As for ADC, as we announced our initial plan two and a half years ago, we plan to spend JPY 500 billion to be able to address the supply during this five-year business plan period. This time, we're increasing CapEx forecast by JPY 100 billion to be able to handle an increase in demand for ADC in FY 2026 and beyond. I hope you can understand this way. Understood. That's all from me. Thank you very much. Thank you. This is going to be the last question. Mr. Ueda from Goldman Sachs Securities, please. Ueda from Goldman Sachs Securities speaking. I have just one question. On page 51, you have shown us a graph on revenue increase from ENHERTU, Dato-DXd, and HER3-DXd. I want to confirm the changes. Earlier, you explained major factors increased from the initial plan shown on the right-hand side.
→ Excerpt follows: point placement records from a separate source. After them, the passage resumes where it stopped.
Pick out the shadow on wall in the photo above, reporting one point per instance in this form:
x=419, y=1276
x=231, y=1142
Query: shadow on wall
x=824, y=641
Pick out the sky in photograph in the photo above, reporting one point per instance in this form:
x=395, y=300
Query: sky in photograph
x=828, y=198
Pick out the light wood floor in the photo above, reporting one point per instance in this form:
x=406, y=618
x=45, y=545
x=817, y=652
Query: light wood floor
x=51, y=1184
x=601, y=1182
In reality, there may be ForEx impact as well. What are the major changes in particular? There seems to be a smaller expectation for HER3-DXd right now. Are you doing probability adjustment? Promising data you obtained recently is not factored in. Are there any such factors behind? Could you elaborate on your assumptions, please? You are asking about page 51, where we are showing revenue to increase from ENHERTU, Dato-DXd, and HER3-DXd. Our initial target was JPY 600 billion, we are increasing this by JPY 300 billion to JPY 900 billion. Roughly speaking, increase from ENHERTU will be about JPY 250 billion. About JPY 40 billion increase will come from Dato-DXd. Combining the two, about JPY 290 billion. The rest will come from other oncology products. That's the breakdown of JPY 300 billion.
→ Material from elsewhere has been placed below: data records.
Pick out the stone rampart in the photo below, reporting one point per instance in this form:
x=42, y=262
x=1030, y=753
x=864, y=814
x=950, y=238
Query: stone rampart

As of 2025, ENHERTU on a standalone basis is expected to exceed JPY 600 billion according to our forecast. Could you please repeat your question on HER3 once again? Dr. Takeshita commented earlier that he's confident about HER3-DXd as promising data has been obtained. That is not factored in, so HER3 revenue is very small here. HER3 revenue is too small to see, in my view. What's your assumption here? Thank you for your question. In our future interaction with the regulatory agencies, we will be able to clarify such assumptions more. We'd like to discuss with you at an appropriate timing. Thank you for your understanding. Understood. That's all from me.
Thank you very much. Now it's time to finish.
We are closing Q&A session with investors and analysts. We thank you all for joining this meeting today. Thank you very much.